African democracies are delicate structures that bend towards money and self-aggrandizement instead of vision and public service. Look at Kenya, for example, government-ignited defections have, within less than a month post general election, turned around an opposition-dominated legislature into a government-dominated one. The reigning government is popular with supporters who are enthusiastic about forgoing fuel and food subsidies because they believe in the leaders they elected.
Governments, especially populist-led, are never known to be people-friendly because governments are money-hungry. The more populist a government, the higher the need for money and hence the more the likelihood of punitive taxes. You will remember that Pablo Escobar used drug money to fund a successful attempt at Colombia’s senate to primarily protect himself. Once in power, however, public scrutiny’s reality could jolt populist leaders into the realization that some things are easier said than done.
Take for example the popular bottom-up economic model that brought the current Kenyan president to power. The country’s history is littered with bottom-up socio-political experiments in various shades and all have proven to be a mirage. Immediately after the 1963 independence, the immediate post-colonial independence government was split between those in favor of devolved units, then called Majimbo in local parlance, and those in favor of a stronger central government.
The emerging stronger central government system that Kenya ultimately adopted after independence is credited for making the country Africa’s economic powerhouse without entirely compromising the bottom. In Africa, Kenya ranks among the developed economies with a World Bank classification of low-middle income countries. Nairobi is an international hub with a direct flight connection to New York through Kenya Airways. Kenyan professionals such as teachers, lawyers, doctors, nurses, and so on have better working environments and remuneration compared with their east African counterparts.

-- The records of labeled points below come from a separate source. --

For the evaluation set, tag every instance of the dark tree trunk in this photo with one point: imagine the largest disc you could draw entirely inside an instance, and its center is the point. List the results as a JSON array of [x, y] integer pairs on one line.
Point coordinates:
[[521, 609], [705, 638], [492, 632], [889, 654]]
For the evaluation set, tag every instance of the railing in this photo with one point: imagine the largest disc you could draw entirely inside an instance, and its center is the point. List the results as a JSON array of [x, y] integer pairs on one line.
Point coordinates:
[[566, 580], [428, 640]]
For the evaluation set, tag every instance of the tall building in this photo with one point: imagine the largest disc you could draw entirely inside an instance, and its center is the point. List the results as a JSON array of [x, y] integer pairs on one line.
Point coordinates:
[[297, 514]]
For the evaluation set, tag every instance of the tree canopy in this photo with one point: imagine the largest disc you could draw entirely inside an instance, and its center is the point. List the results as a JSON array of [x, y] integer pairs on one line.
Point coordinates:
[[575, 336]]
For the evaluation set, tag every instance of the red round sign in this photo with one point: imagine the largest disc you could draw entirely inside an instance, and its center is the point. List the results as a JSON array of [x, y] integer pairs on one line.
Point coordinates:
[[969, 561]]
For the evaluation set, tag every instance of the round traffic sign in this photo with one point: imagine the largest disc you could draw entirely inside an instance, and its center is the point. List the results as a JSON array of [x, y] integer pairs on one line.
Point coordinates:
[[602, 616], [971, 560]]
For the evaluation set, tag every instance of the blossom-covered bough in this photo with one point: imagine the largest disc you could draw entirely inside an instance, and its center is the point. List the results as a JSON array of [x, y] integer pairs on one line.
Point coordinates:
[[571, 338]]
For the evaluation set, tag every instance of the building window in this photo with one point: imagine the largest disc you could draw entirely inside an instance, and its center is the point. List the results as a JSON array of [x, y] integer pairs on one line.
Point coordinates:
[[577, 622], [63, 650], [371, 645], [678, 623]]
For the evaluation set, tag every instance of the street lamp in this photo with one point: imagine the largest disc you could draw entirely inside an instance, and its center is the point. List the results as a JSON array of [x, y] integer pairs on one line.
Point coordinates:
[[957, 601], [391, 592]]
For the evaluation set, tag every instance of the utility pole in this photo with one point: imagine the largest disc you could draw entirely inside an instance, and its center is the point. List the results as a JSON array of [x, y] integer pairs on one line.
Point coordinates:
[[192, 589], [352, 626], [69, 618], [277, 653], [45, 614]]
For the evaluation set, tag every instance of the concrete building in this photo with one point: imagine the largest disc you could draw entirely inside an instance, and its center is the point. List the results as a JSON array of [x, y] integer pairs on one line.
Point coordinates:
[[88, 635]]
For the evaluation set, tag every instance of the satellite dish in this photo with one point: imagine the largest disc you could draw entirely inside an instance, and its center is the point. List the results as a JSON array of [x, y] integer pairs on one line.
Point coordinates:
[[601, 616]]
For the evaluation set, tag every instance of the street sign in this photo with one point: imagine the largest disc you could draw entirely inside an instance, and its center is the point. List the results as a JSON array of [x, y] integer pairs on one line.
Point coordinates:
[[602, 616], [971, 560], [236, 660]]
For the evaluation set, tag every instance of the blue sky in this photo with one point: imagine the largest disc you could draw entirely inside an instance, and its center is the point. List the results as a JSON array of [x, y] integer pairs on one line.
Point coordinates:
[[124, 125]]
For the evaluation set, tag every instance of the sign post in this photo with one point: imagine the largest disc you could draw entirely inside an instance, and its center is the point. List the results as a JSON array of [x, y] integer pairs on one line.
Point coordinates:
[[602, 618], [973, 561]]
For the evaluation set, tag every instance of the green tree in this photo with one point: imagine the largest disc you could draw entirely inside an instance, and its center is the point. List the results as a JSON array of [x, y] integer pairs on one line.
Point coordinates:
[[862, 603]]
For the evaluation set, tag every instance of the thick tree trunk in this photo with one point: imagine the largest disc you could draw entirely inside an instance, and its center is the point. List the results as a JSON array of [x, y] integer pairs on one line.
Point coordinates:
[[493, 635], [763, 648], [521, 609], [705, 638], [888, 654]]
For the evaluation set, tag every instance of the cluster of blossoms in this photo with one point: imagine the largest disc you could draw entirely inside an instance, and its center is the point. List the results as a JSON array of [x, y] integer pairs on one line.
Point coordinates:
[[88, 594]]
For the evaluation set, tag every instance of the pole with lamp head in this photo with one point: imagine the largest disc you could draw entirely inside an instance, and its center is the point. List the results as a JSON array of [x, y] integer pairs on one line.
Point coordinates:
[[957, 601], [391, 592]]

The current 2010 Constitution was a culmination of a two-decade-long stab at the bottom-up. Unlike the post-independence effort, the 2010 effort was successful. The ensuing jubilation, looking at the electioneering rhetoric that preceded the August 9th, 2022 general election, seems all dead. Watching the events unfold from the east African diaspora was a realization of the Kenyan dilemma: ‘rich government, poor people.’
When Nairobians visit other east African cities, they possess self-importance eerie that seems to say, ‘I come from a richer government than you.’ However, things on the ground could be different. Whereas the Nairobi government is richer than its east African counterparts, more Kenyans suffer hunger, deprivation, or segregation. It does not matter that the Kenyan is likely better educated because that has nothing to do with a social-economic lifeline. Kenyan politicians’ disdain for education is well known for their knack for buying degrees and diplomas from neighboring countries to enable them to qualify for elective positions.
In Nairobi, half of the population resides in slums, the majority built on road reserves and untitled land. The result of post-independence central government-led efforts at fighting ignorance and building capitalist-inspired economic foundations that led to rapid urbanization. The 1980s political upheavals provided an excuse for political power consolidation along the lines of a powerful central government. Government operatives were afforded political power to fight political battles rather than social battles to support public welfare. The resultant political intolerance broke down bottom-up in favor of political patronage.
If the 2010 constitution that came from the need to return power to the people (bottom) has failed so far in doing so, the current bottom-up rhetoric is – to borrow from Kenya’s Chief Justice – hot air. But maybe it is the public perception of bottom-up that is out of touch with the ground. The 2010 constitution, for example, attempted to curb self-aggrandizing public servants by insisting on wealth declaration. However, Kenyan politicians and the electorate are always available to the highest bidder. Any Pablo Escobar is sure of a pass in African politics.
One reply on “In Africa Pablo Escobar Gets a Free Pass, Anytime.”
Great insight. Kenyan masses thrive in hope and change while choosing the leaders but most of the times this hope is deferred and becomes a mirage. Only God will help us.